The aim and the objects of the present invention are finally achieved by the use of the coating according to the invention for the production of conducting inks, conducting films, antistatic films, additives for plastic materials, sensors, transistors, diodes, optical modulators, transparent conducting materials, solar cells, batteries, ultracapacitors, a medium for medical or biomedical active ingredients, antibacterial substances, protective coatings, lubricating coatings, lubricants, paints, flexible electronics, metallic and polymeric composites or fillers for composites.
Further characteristics and advantages of the invention will become better apparent from the detailed description that follows.
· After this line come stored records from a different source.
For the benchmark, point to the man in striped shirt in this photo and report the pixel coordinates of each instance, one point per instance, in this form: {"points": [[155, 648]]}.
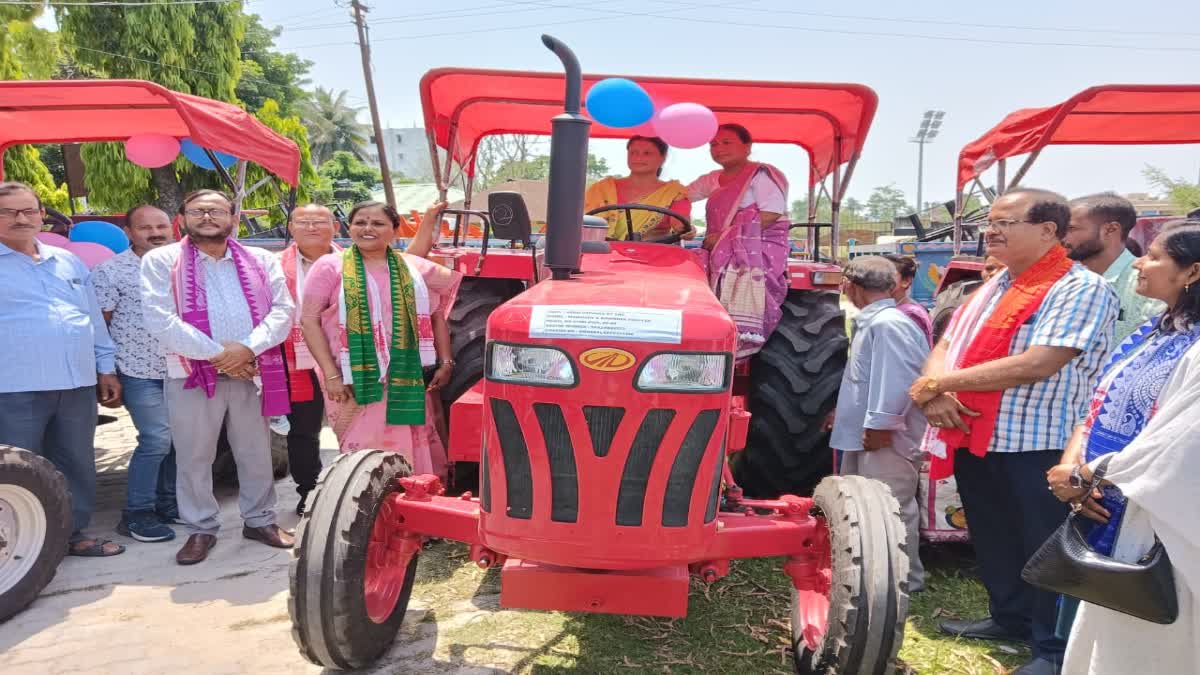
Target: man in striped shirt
{"points": [[1043, 387]]}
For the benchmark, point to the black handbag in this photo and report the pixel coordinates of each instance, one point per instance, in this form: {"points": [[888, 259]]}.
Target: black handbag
{"points": [[1066, 563]]}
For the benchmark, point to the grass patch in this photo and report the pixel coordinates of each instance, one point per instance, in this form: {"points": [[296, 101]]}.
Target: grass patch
{"points": [[738, 625]]}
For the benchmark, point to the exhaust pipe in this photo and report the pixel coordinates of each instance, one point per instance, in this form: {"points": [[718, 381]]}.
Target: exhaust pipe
{"points": [[568, 171]]}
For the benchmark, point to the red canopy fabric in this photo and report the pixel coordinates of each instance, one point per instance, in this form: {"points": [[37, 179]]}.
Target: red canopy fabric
{"points": [[82, 111], [462, 106], [1114, 114]]}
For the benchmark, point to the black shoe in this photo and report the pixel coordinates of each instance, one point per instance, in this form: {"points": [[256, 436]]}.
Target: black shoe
{"points": [[1038, 667], [982, 629]]}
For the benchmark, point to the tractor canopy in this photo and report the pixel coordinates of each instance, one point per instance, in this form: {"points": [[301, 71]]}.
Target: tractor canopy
{"points": [[828, 120], [85, 111], [1111, 114]]}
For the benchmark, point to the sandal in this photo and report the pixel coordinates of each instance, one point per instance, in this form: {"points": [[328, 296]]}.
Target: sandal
{"points": [[96, 548]]}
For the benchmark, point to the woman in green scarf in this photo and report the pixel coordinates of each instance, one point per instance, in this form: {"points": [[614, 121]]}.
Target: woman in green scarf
{"points": [[376, 322]]}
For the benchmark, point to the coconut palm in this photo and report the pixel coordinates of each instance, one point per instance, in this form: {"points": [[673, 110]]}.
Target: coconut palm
{"points": [[333, 125]]}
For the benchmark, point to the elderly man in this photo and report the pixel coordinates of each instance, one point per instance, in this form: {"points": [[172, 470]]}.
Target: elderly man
{"points": [[1002, 392], [142, 368], [1097, 236], [220, 310], [876, 426], [312, 233], [58, 357]]}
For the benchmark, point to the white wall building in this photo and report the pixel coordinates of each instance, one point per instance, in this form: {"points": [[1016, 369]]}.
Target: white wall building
{"points": [[408, 153]]}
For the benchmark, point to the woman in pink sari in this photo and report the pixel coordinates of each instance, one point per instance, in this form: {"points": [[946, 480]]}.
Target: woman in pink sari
{"points": [[376, 322], [745, 248]]}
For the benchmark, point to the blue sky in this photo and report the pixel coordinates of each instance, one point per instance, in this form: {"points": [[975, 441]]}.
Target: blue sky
{"points": [[976, 72]]}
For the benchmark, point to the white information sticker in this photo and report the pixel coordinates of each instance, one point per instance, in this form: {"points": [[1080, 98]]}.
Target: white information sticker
{"points": [[633, 324]]}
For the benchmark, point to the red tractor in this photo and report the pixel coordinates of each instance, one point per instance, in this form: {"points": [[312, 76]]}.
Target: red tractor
{"points": [[609, 404]]}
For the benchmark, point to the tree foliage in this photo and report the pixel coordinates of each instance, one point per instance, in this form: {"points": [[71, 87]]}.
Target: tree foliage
{"points": [[1183, 193], [190, 48], [334, 125], [268, 73]]}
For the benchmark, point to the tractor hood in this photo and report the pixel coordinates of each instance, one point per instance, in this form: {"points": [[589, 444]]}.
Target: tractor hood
{"points": [[649, 296]]}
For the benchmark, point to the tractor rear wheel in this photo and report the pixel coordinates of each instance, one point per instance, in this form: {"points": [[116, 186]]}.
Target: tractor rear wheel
{"points": [[348, 593], [35, 525], [951, 299], [858, 627], [793, 386], [468, 341]]}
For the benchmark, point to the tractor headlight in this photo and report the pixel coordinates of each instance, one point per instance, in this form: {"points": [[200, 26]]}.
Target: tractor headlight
{"points": [[525, 364], [684, 372]]}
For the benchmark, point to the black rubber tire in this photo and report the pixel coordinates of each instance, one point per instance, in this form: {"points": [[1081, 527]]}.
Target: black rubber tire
{"points": [[869, 593], [478, 298], [793, 386], [36, 475], [329, 619], [952, 298]]}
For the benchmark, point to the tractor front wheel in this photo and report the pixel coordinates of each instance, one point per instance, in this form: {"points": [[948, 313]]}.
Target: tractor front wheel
{"points": [[349, 585], [858, 627]]}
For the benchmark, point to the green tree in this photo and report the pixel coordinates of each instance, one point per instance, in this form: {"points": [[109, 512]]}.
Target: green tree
{"points": [[29, 52], [347, 174], [1183, 193], [333, 125], [195, 48], [269, 73], [885, 203]]}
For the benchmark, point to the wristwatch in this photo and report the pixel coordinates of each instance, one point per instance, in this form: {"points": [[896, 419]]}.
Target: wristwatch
{"points": [[1077, 477]]}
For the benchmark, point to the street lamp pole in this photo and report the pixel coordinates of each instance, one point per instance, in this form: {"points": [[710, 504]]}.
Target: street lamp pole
{"points": [[930, 124]]}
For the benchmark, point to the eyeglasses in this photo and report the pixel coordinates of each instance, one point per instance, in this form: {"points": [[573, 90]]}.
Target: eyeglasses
{"points": [[211, 213], [13, 214]]}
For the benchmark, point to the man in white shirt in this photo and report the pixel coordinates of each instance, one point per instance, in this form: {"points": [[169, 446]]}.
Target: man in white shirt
{"points": [[220, 310]]}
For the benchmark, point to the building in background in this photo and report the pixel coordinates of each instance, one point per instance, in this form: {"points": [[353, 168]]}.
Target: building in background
{"points": [[408, 153]]}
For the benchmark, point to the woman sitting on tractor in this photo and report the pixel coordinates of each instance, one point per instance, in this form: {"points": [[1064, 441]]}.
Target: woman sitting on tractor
{"points": [[745, 248], [385, 314], [643, 185]]}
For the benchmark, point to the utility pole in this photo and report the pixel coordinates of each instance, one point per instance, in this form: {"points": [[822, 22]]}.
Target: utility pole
{"points": [[381, 147], [930, 124]]}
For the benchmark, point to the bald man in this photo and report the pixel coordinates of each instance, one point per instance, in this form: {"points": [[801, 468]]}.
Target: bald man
{"points": [[312, 228]]}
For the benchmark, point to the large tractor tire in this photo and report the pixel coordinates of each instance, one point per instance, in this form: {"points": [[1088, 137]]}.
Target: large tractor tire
{"points": [[793, 386], [857, 628], [347, 602], [35, 526], [468, 340], [951, 299]]}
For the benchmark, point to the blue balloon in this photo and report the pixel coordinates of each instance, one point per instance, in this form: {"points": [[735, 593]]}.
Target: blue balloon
{"points": [[619, 103], [100, 232], [196, 155]]}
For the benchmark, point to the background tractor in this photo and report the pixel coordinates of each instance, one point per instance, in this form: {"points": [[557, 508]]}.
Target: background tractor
{"points": [[609, 404]]}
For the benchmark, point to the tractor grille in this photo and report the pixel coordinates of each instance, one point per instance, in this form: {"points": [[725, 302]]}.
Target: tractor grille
{"points": [[603, 426], [517, 476]]}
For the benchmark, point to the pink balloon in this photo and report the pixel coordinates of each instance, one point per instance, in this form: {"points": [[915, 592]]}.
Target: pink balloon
{"points": [[90, 254], [685, 125], [53, 239], [151, 150]]}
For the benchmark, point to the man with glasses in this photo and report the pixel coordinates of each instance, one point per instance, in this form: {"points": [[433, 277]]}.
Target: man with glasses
{"points": [[1097, 236], [220, 311], [58, 357], [1002, 392], [312, 236]]}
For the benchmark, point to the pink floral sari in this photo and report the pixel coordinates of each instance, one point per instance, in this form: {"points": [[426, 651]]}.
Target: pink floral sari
{"points": [[748, 266]]}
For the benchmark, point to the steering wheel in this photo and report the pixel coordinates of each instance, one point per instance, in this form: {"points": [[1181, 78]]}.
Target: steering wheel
{"points": [[673, 238]]}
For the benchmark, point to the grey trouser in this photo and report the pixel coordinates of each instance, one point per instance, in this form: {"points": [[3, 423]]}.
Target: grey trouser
{"points": [[899, 471], [195, 426]]}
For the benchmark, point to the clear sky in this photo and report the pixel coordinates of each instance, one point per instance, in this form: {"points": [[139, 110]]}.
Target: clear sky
{"points": [[975, 60]]}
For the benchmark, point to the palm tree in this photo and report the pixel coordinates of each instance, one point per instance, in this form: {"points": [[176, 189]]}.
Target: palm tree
{"points": [[333, 125]]}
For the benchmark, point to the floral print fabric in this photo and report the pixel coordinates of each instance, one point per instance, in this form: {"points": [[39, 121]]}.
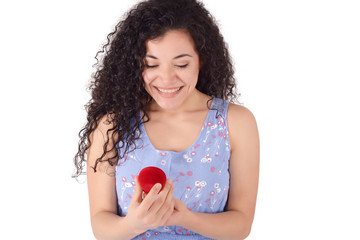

In a first aspect, the present invention relates to a method for obtaining a coating of a two-dimensional material on a surface, which comprises the steps of: a) forming a dispersion by mixing a laminar material and at least one exfoliating agent in a first solvent; b) subjecting the dispersion formed in step a) to at least one treatment chosen from sonication, mechanical milling, and micronization, obtaining a dispersion comprising two-dimensional material; bl) optionally, subjecting the dispersion comprising two-dimensional material obtained in step b) to one or more of:
- extraction with solvents;
- centrifugation;
- filtration;
- sedimentation; c) applying the dispersion obtained in step b) or bl) on a surface, with a method chosen from the group constituted by spray application,
application by means of a stainless steel spiral applicator (Mayer bar), immersion coating, coating by means of rotary technologies, slot-die coating, and curtain coating, obtaining a wet surface; d) drying the wet surface obtained in step c), obtaining a coating of two-dimensional material on the surface; e) optionally, repeating steps c) and d); wherein the dispersion does not comprise binding agents or adhesion promoters.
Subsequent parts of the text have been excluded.